The company has also previously welcomed Ager-Hanssen to offer a “workable proposal to refinance the business”.

He has previously backed former Scottish first minister Alex Salmond as JP chairman, owing to the group’s strong presence in Scotland, although this has since been dropped.

‘Equity story’

Asked if he thought his earlier statement about the board had been a little strong, Ager-Hanssen replied: “I think it was weak. I don’t think it was strong at all. It was a message someone should have said a long time ago.”

In an FAQ sent to JP staff, seen by Press Gazette, the company reiterated that it would consider selling off parts of the business. Ager-Hanssen has been reported as saying that he did not want JP to be broken up.

The Custos Group boss told Press Gazette he thought it was important that JP titles with “ brand authority in their local markets” were kept together in a society of fake news.

He also stressed his belief that JP was in need of an “equity story” –  a picture of the company’s vision for both insiders and investors.

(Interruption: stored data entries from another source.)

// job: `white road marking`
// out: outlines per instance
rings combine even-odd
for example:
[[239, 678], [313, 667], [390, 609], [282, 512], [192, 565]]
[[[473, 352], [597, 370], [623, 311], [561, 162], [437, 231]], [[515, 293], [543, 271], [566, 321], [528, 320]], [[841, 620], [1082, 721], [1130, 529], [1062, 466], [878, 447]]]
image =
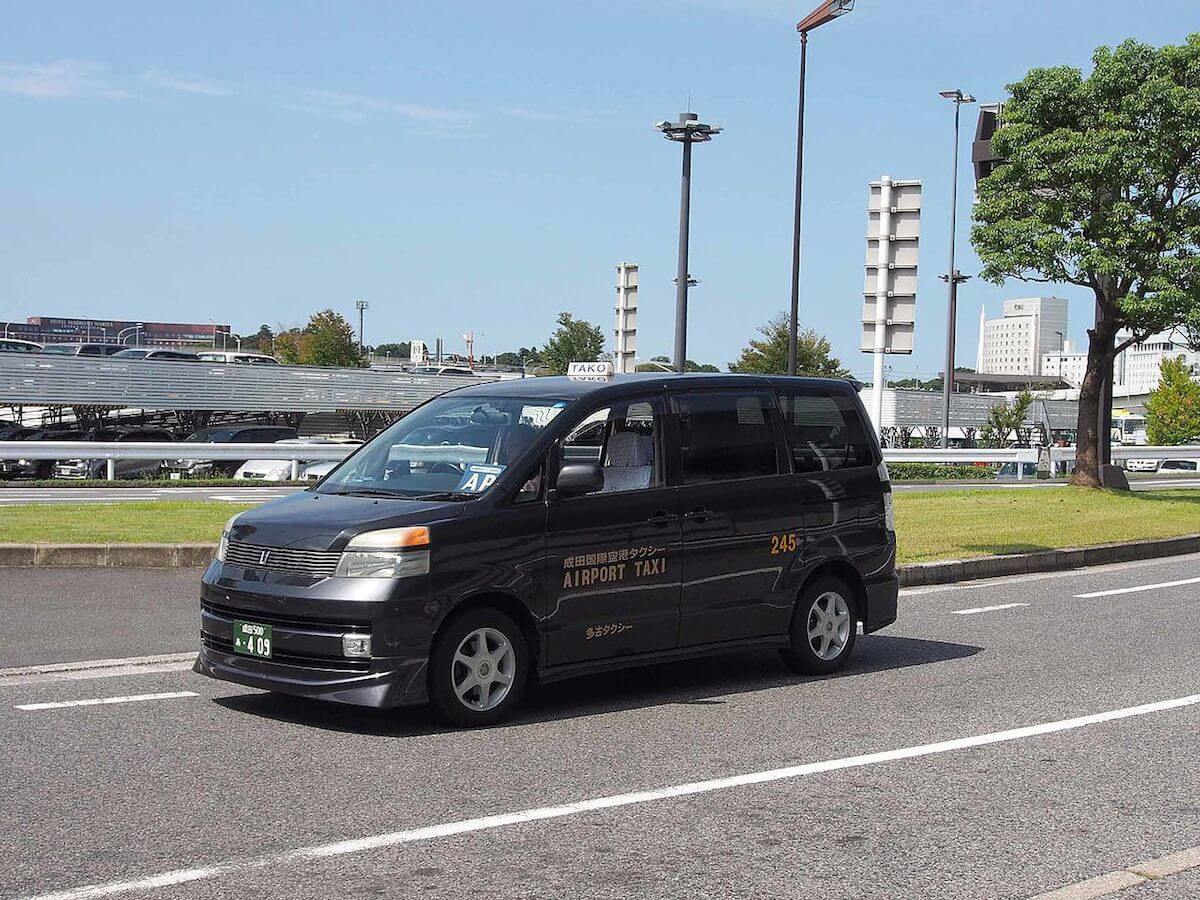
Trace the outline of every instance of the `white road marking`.
[[1179, 587], [1183, 584], [1200, 584], [1200, 578], [1183, 578], [1179, 581], [1160, 581], [1157, 584], [1139, 584], [1137, 587], [1113, 588], [1109, 591], [1092, 591], [1089, 594], [1076, 594], [1075, 599], [1087, 600], [1092, 597], [1113, 597], [1117, 594], [1139, 594], [1142, 591], [1156, 591], [1159, 588]]
[[86, 659], [78, 662], [50, 663], [0, 669], [0, 687], [22, 684], [46, 684], [54, 681], [84, 681], [117, 675], [149, 675], [156, 672], [183, 672], [196, 661], [195, 653], [161, 653], [157, 656], [131, 656], [125, 659]]
[[1161, 566], [1176, 562], [1198, 562], [1200, 554], [1183, 553], [1178, 556], [1156, 556], [1152, 559], [1132, 559], [1128, 562], [1105, 563], [1100, 566], [1080, 566], [1077, 569], [1060, 569], [1056, 572], [1030, 572], [1028, 575], [1001, 575], [996, 578], [978, 578], [974, 581], [956, 581], [952, 584], [931, 584], [900, 589], [901, 597], [916, 597], [921, 594], [940, 594], [945, 591], [970, 591], [990, 588], [999, 584], [1021, 584], [1026, 581], [1047, 581], [1053, 578], [1078, 578], [1103, 572], [1120, 572], [1125, 569], [1143, 569], [1146, 566]]
[[1028, 606], [1028, 603], [999, 603], [996, 606], [976, 606], [971, 609], [952, 609], [956, 616], [973, 616], [975, 613], [995, 612], [998, 609], [1016, 609], [1018, 606]]
[[1146, 881], [1157, 881], [1196, 868], [1200, 868], [1200, 847], [1189, 847], [1169, 856], [1134, 863], [1127, 869], [1105, 872], [1086, 881], [1038, 894], [1033, 900], [1092, 900], [1095, 897], [1111, 897]]
[[291, 863], [311, 862], [331, 856], [345, 856], [352, 853], [365, 853], [387, 847], [397, 847], [420, 841], [429, 841], [451, 835], [470, 834], [477, 831], [490, 831], [496, 828], [506, 828], [510, 825], [525, 825], [530, 822], [540, 822], [547, 819], [559, 819], [564, 816], [576, 816], [582, 813], [598, 810], [616, 809], [623, 806], [635, 806], [643, 803], [653, 803], [659, 800], [670, 800], [676, 797], [688, 797], [697, 794], [708, 794], [726, 788], [745, 787], [747, 785], [765, 784], [772, 781], [801, 778], [823, 772], [836, 772], [843, 769], [854, 769], [862, 766], [878, 765], [895, 762], [902, 759], [916, 759], [931, 756], [936, 753], [950, 753], [957, 750], [969, 750], [975, 747], [985, 747], [990, 744], [1001, 744], [1008, 741], [1018, 741], [1025, 738], [1037, 737], [1044, 734], [1054, 734], [1070, 731], [1088, 725], [1099, 725], [1119, 719], [1129, 719], [1135, 716], [1145, 716], [1167, 710], [1182, 709], [1200, 703], [1200, 694], [1190, 694], [1186, 697], [1176, 697], [1171, 700], [1160, 700], [1141, 706], [1129, 706], [1124, 709], [1113, 709], [1107, 712], [1078, 716], [1073, 719], [1061, 719], [1057, 722], [1043, 722], [1040, 725], [1026, 725], [1021, 728], [1010, 728], [1006, 731], [993, 731], [988, 734], [973, 737], [956, 738], [949, 741], [939, 741], [933, 744], [920, 744], [915, 747], [903, 747], [898, 750], [885, 750], [880, 753], [867, 753], [861, 756], [848, 756], [842, 759], [831, 759], [825, 762], [804, 763], [797, 766], [787, 766], [782, 769], [768, 769], [761, 772], [747, 772], [726, 778], [713, 778], [708, 781], [693, 781], [687, 784], [676, 784], [653, 790], [636, 791], [629, 794], [614, 794], [607, 797], [593, 797], [579, 800], [575, 803], [565, 803], [561, 806], [543, 806], [535, 809], [525, 809], [519, 812], [502, 813], [500, 815], [482, 816], [475, 819], [463, 819], [458, 822], [446, 822], [441, 825], [429, 825], [424, 828], [414, 828], [408, 831], [393, 831], [388, 834], [376, 834], [368, 837], [353, 838], [337, 841], [331, 844], [317, 844], [310, 847], [300, 847], [280, 853], [264, 853], [258, 856], [231, 859], [216, 863], [205, 868], [176, 869], [170, 872], [160, 872], [156, 875], [132, 878], [126, 881], [108, 881], [101, 884], [91, 884], [55, 891], [49, 894], [38, 894], [26, 900], [94, 900], [97, 897], [114, 897], [120, 894], [132, 894], [150, 891], [156, 888], [170, 887], [191, 881], [220, 878], [225, 875], [244, 874], [251, 869], [262, 869], [269, 866], [287, 865]]
[[17, 709], [66, 709], [68, 706], [105, 706], [109, 703], [141, 703], [143, 700], [178, 700], [199, 697], [195, 691], [169, 691], [165, 694], [131, 694], [128, 697], [97, 697], [93, 700], [59, 700], [55, 703], [18, 703]]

“A company that has no equity story can’t spend any money because they don’t know what to do,” he said.

“I think what is important is to invest in the business and develop it, because if you’re just cost-cutting there is only one way you can go, and that is to hell.”

JP is said to have a market value of £3m. Those interested in making an offer to buy the publisher are advised to contact Rothschild advisers.